Стояла ранняя весна. Было ещё прохладно, солнце едва отогрело промёрзшую землю, хотя после долгой зимы так радует первое тепло. Сестра Феодора возвращалась с обедни. Шагая по узенькой дорожке, она издали увидела темнеющую в дверях дома фигурку Серафимушки и кинулась к нему со всех ног. «И что это он так рано поднялся, вышел? Упал, наверное?» - мелькнула тревожная мысль.
- Батюшка, что с вами? - запыхавшись от бега, спросила Феодора. - Вам помочь?
Серафимушка стоял на коленях на проходе домика. Дверь была распахнута. Лучи солнца скользили по маленькой, сгорбленной, почти детской фигурке старика. Он поднял голову и улыбнулся Феодоре:
- Всё хорошо.
В глазах его стояли слёзы, и весь вид был до того трогательный и трепетный, что Феодора невольно смутилась. Захотелось юркнуть в дом - да не пройдёшь.
- Что мне делать, батюшка? - почему-то шёпотом спросила она, наклонившись к самому уху отца Серафима. Он потянул её за руку вниз:
- Становись и ты!
Отсюда, снизу, не было видно даже дорожки - старое рассохшееся дерево и заросли кустарника закрывали весь вид на монастырь. Был виден только маленький дворик - вытоптанная ногами тропинка, грязь, причудливо свернувшиеся комочки, былинки, прошлогодние почерневшие листья. Кое-где начинал проклёвываться свежая зелень. От земли поднимался лёгкий пар, будто она оживала.

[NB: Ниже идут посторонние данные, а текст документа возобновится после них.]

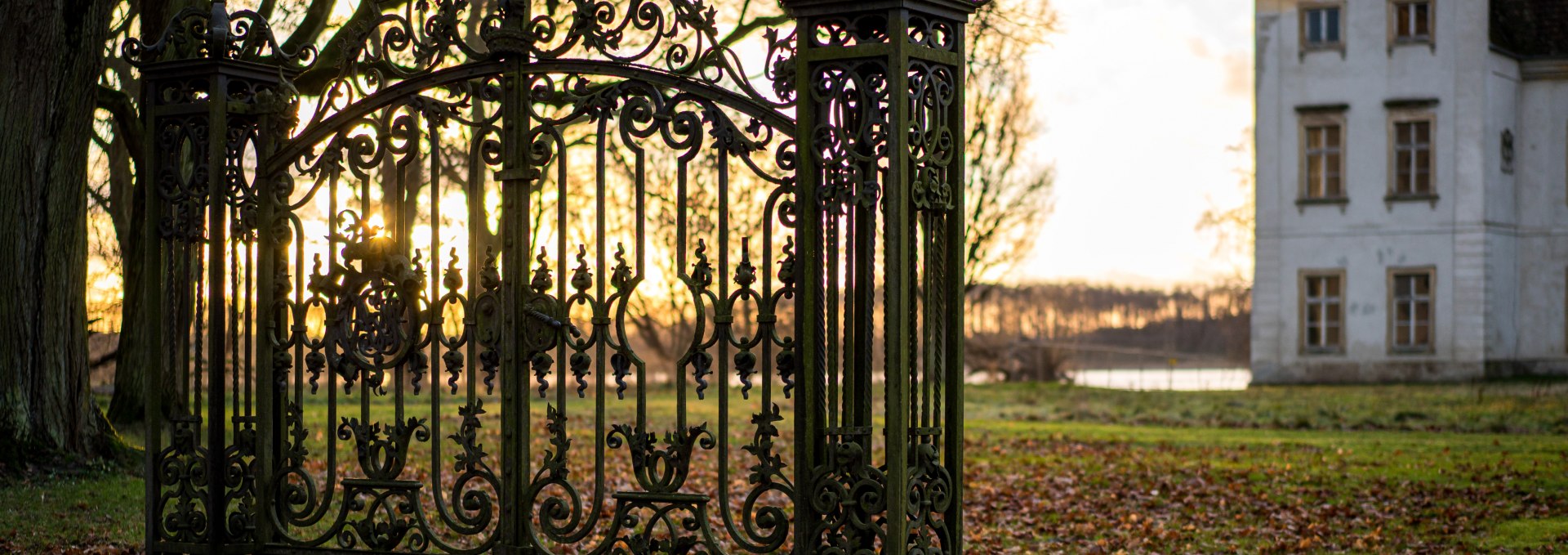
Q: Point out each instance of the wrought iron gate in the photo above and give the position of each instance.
(557, 278)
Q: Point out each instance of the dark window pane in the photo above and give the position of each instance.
(1314, 176)
(1402, 176)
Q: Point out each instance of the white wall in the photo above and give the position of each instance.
(1499, 261)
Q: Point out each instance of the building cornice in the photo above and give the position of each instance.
(1545, 69)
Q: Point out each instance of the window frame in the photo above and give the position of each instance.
(1303, 347)
(1302, 27)
(1411, 116)
(1394, 19)
(1321, 116)
(1392, 311)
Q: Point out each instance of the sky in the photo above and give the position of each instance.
(1138, 102)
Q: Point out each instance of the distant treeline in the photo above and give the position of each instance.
(1037, 331)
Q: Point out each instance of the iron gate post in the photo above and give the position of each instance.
(214, 101)
(880, 126)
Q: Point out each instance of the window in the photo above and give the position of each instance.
(1322, 312)
(1508, 151)
(1321, 27)
(1322, 154)
(1411, 157)
(1410, 316)
(1411, 20)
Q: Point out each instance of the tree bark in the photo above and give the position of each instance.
(51, 71)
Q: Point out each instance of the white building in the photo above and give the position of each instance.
(1411, 190)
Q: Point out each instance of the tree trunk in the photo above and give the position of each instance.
(51, 71)
(131, 203)
(129, 401)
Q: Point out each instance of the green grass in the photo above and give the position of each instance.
(61, 512)
(1529, 534)
(1528, 408)
(1073, 469)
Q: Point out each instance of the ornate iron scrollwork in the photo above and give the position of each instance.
(490, 201)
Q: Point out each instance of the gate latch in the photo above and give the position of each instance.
(545, 324)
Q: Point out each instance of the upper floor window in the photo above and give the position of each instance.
(1411, 157)
(1321, 25)
(1411, 20)
(1322, 154)
(1410, 316)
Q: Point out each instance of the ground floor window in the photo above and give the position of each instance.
(1410, 309)
(1322, 311)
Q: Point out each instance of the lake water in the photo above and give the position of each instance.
(1165, 378)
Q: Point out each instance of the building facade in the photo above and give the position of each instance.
(1411, 190)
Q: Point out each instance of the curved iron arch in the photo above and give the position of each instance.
(306, 138)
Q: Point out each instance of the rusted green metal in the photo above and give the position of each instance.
(344, 333)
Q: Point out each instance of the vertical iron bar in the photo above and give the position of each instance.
(899, 283)
(153, 306)
(808, 324)
(954, 416)
(514, 228)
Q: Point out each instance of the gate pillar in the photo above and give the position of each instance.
(216, 99)
(882, 137)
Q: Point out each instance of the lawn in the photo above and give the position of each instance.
(1071, 469)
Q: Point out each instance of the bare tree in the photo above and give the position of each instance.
(1233, 226)
(1005, 199)
(47, 102)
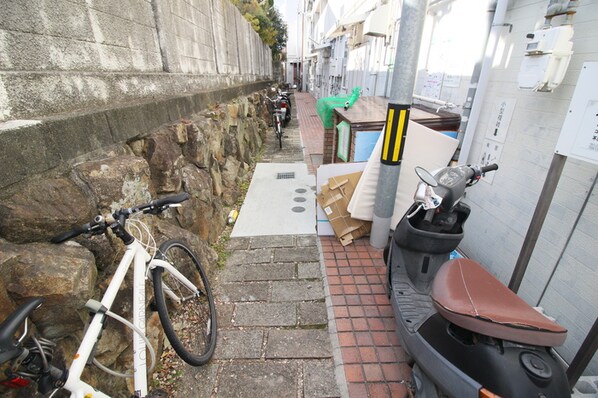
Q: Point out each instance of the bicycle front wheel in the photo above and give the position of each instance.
(188, 316)
(279, 133)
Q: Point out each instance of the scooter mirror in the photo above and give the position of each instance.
(426, 176)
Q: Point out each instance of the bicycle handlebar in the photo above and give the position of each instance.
(99, 225)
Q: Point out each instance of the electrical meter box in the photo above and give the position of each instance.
(547, 57)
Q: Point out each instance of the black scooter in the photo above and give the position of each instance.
(467, 334)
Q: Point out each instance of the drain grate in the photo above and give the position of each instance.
(285, 176)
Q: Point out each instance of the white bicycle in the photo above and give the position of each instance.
(182, 297)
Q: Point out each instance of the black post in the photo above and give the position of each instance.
(584, 355)
(529, 243)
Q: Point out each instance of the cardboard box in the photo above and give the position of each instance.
(334, 199)
(323, 173)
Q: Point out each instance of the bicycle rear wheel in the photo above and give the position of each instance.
(187, 316)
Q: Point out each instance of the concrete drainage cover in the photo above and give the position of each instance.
(285, 176)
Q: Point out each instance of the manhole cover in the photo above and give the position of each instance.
(285, 176)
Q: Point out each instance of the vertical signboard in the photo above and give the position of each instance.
(579, 134)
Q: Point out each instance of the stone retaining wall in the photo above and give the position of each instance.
(208, 155)
(67, 55)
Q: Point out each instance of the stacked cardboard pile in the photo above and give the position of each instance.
(334, 199)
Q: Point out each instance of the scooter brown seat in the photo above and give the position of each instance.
(469, 296)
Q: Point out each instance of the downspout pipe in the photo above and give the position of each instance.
(482, 85)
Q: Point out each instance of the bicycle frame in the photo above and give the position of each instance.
(137, 255)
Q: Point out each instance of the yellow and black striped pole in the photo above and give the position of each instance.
(395, 132)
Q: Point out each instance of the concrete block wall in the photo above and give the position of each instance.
(66, 55)
(563, 272)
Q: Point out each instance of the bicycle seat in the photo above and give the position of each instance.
(467, 295)
(9, 328)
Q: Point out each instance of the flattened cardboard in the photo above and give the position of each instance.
(334, 198)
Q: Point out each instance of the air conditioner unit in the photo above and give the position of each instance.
(376, 23)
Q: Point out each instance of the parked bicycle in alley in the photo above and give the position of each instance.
(281, 114)
(182, 297)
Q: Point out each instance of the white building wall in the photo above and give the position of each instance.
(563, 271)
(502, 210)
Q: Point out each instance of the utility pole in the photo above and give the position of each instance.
(413, 16)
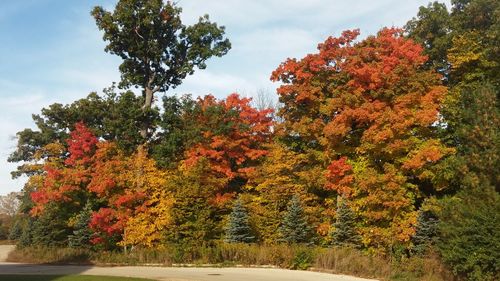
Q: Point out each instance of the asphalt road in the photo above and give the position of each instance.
(170, 273)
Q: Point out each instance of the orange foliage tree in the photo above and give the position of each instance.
(371, 107)
(233, 135)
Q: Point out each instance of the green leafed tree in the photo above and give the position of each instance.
(157, 49)
(294, 227)
(238, 229)
(469, 233)
(344, 229)
(425, 232)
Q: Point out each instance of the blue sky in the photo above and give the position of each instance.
(51, 51)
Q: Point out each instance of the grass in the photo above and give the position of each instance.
(67, 278)
(332, 260)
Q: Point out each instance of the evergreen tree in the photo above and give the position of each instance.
(82, 233)
(238, 230)
(426, 231)
(344, 230)
(294, 228)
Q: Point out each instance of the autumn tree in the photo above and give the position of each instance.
(195, 221)
(157, 49)
(231, 138)
(282, 174)
(344, 231)
(371, 107)
(238, 229)
(111, 116)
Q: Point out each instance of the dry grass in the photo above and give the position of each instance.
(334, 260)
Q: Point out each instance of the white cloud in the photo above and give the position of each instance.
(264, 33)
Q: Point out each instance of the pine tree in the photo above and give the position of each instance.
(294, 228)
(238, 230)
(426, 231)
(344, 230)
(82, 233)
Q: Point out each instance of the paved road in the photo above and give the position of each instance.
(172, 273)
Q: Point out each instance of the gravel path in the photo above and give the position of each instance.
(171, 273)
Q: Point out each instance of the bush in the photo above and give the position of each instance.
(469, 239)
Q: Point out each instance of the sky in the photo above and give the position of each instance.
(51, 51)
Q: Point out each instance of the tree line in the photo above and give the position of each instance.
(388, 144)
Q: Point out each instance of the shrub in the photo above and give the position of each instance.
(469, 239)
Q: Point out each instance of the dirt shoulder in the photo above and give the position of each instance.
(170, 273)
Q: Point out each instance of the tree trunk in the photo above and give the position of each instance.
(147, 105)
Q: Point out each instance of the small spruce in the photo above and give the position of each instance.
(294, 228)
(344, 229)
(238, 229)
(425, 232)
(82, 233)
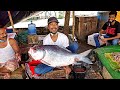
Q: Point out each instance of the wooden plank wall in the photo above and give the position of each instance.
(85, 26)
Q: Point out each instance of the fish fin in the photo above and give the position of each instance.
(45, 62)
(83, 59)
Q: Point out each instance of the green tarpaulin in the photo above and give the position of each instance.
(101, 55)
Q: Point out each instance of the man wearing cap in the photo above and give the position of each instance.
(54, 38)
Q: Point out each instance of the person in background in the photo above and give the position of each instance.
(111, 31)
(53, 38)
(9, 54)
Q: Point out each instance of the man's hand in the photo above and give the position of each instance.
(18, 57)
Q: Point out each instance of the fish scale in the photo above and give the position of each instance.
(55, 56)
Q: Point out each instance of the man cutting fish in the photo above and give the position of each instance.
(53, 38)
(9, 54)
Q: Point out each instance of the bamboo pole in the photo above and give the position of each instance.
(11, 21)
(73, 27)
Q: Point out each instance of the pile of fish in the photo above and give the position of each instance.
(116, 56)
(55, 56)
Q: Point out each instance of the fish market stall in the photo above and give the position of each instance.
(110, 61)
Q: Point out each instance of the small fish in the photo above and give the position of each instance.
(55, 56)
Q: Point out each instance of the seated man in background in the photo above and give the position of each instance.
(9, 54)
(111, 29)
(53, 38)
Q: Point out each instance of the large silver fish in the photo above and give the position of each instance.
(55, 56)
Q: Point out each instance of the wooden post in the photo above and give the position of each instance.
(73, 27)
(11, 21)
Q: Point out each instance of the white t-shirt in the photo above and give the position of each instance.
(61, 41)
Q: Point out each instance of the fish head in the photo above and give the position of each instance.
(36, 54)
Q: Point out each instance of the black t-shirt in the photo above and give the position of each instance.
(111, 30)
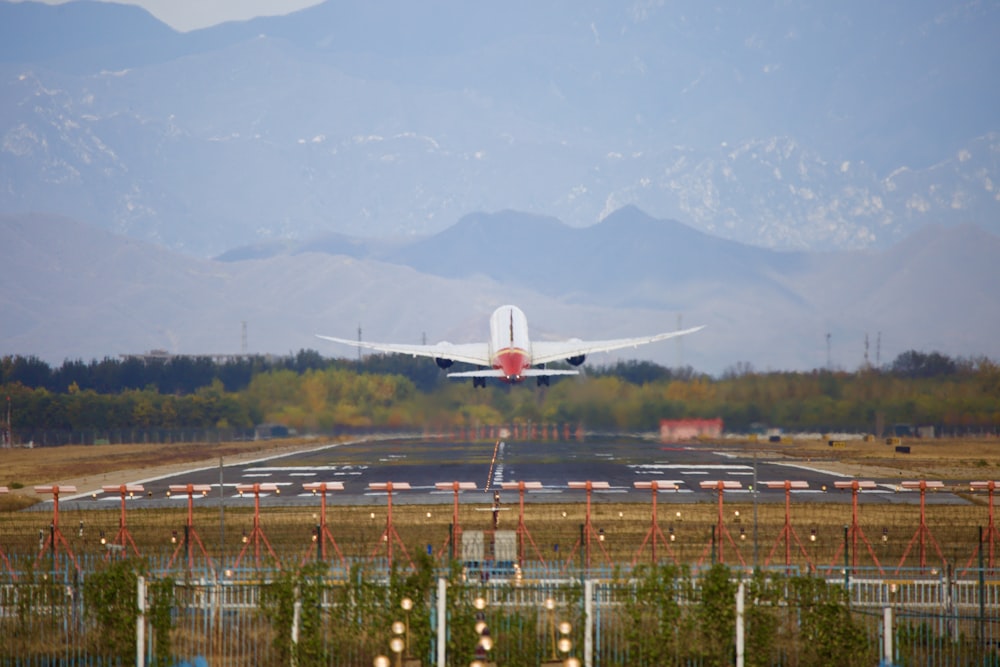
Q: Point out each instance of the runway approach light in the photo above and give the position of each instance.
(856, 484)
(721, 484)
(385, 486)
(316, 487)
(203, 489)
(589, 485)
(658, 484)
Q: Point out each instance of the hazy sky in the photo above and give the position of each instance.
(193, 14)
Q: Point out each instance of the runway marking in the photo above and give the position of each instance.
(692, 466)
(809, 468)
(293, 469)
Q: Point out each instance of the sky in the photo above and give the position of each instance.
(185, 15)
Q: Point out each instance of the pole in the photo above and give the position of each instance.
(887, 650)
(982, 591)
(442, 622)
(588, 623)
(140, 622)
(222, 517)
(847, 564)
(740, 649)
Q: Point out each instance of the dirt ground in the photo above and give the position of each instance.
(89, 467)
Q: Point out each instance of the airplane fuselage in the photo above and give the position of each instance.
(510, 347)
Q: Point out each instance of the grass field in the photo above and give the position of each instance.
(554, 528)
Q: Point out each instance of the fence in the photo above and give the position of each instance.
(135, 612)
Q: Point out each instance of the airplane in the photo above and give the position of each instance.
(510, 355)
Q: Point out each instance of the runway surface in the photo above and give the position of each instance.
(555, 464)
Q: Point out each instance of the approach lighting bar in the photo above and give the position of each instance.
(514, 486)
(55, 489)
(860, 484)
(658, 484)
(385, 486)
(249, 488)
(191, 488)
(724, 484)
(786, 485)
(323, 486)
(456, 486)
(123, 488)
(591, 485)
(934, 484)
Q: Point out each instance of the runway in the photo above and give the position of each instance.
(422, 464)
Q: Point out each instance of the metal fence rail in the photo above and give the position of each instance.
(333, 616)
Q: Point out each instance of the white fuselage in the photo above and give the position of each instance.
(510, 347)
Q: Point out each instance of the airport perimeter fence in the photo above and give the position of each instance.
(134, 611)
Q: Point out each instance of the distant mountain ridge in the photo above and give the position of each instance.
(799, 127)
(73, 291)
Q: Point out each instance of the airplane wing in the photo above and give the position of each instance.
(470, 353)
(543, 352)
(497, 373)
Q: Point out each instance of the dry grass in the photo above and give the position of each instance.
(358, 530)
(555, 531)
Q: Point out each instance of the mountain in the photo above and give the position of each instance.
(71, 290)
(795, 127)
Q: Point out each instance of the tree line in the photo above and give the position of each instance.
(310, 393)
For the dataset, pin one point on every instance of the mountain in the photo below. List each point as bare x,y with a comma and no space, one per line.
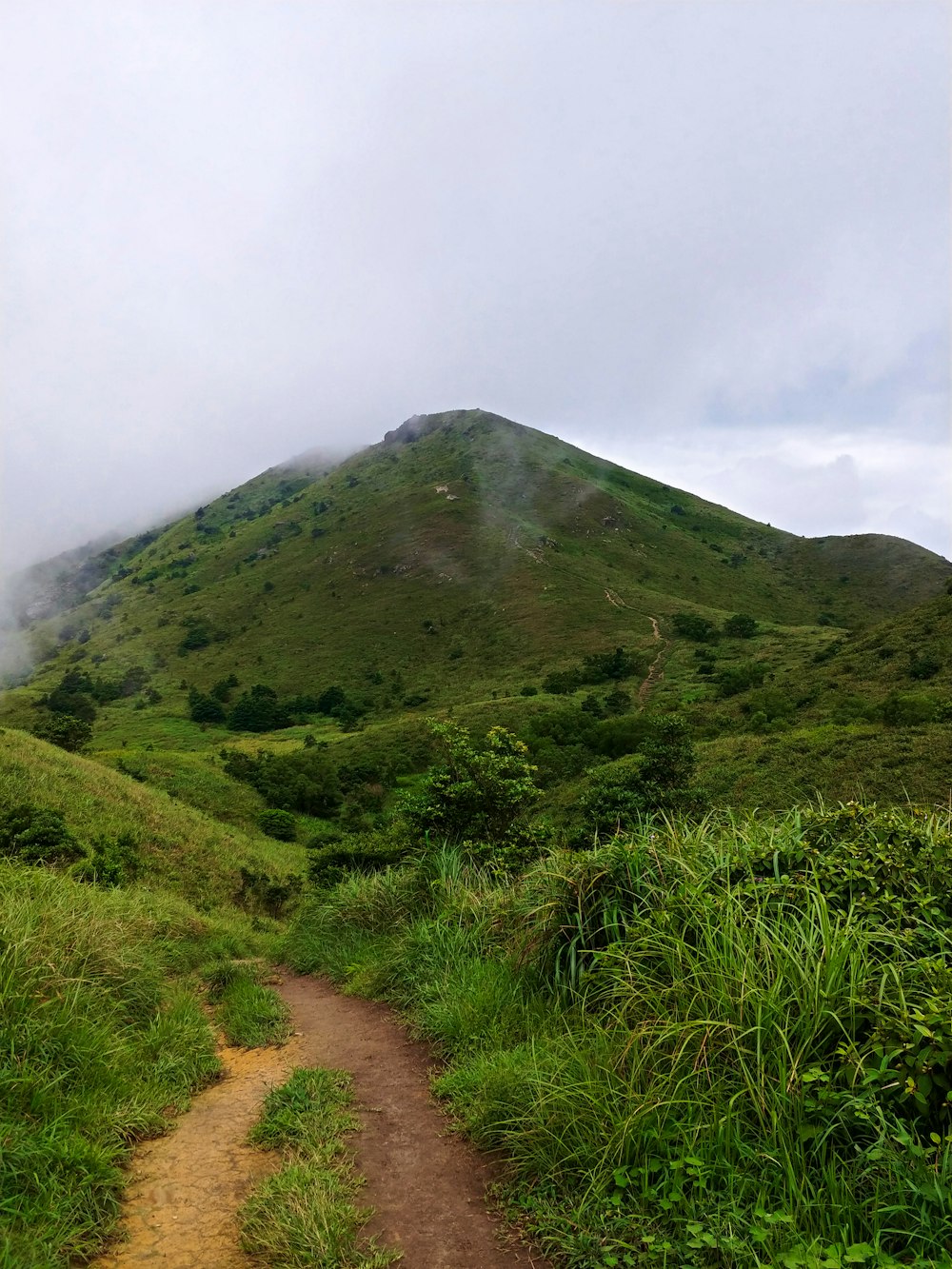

- Я споткнулся о порожек и упал на колени. Видно, мало я Богу кланяюсь, мало за немощь мою благодарю. Смотрю - а тут такая красота, - откашлявшись, сказал Серафимушка и произнёс нараспев:
- Что за утро?
Господь мой раскрыл ладонь,
и полился огонь
света нежного.
Предо мной всё открыто:
небо, солнце, молитва
и земли красота,
и кротость Христа,
и бездонная любовь Божия…
Отец Серафим улыбнулся, стёр слезу, выдохнул:
- Когда оживает земля - это Господь улыбается,
Он чуть больше, чем обычно открывается.
И молиться хочется -
Сердце в небо просится.
Отец Серафим наклонился и поцеловал землю:
- Я край ризы Твоей чёрной поглажу,
Золотым сиянием подпояшусь,
Синевой небесной печаль залью.
Я иду. Я живу. Я пою...
- Как эта травинка из-под земли, так и душа моя только сейчас из темноты в Бога прорастает, - помолчав, произнёс Серафимушка.
- Батюшка, - наконец решившись прервать его растроганную речь, заговорила Феодора. - Холодно вам здесь, весь дрожите. Пойдёмте, я вас уложу, согрею, а дверь прикрою, чтобы тепло не выходило.
- Глупая, ты, дылдушка, ничего не понимаешь! - вздохнул старик.
- Куда уж мне!- улыбнулась Феодора.
- На утрене вроде была, песнопения ангельские слушала. Здорова девка, а глупа.
- Я понимаю, батюшка, я всё понимаю. Мы же с Вами на коленочках перед солнцем стояли. Да только Вы для меня как солнце. Пойдёмте, ведь заболеете!
Она взяла старика под руки и помогла ему подняться.
- Ну, пойдём, пойдём! Бережёшь меня, значит, нужен я тебе, старый да дрожащий! - усмехнулся Серафимушка. - Ну, веди! Веди меня в свои царские хоромы! Только не сердись! Ты на меня не будешь сердиться? – спросил он своим обычным полушутливым тоном и нарочито грозно сдвинул брови.
- Нет, батюшка, не буду, - улыбнулась Феодора.
- То-то! На стариков грешно сердиться.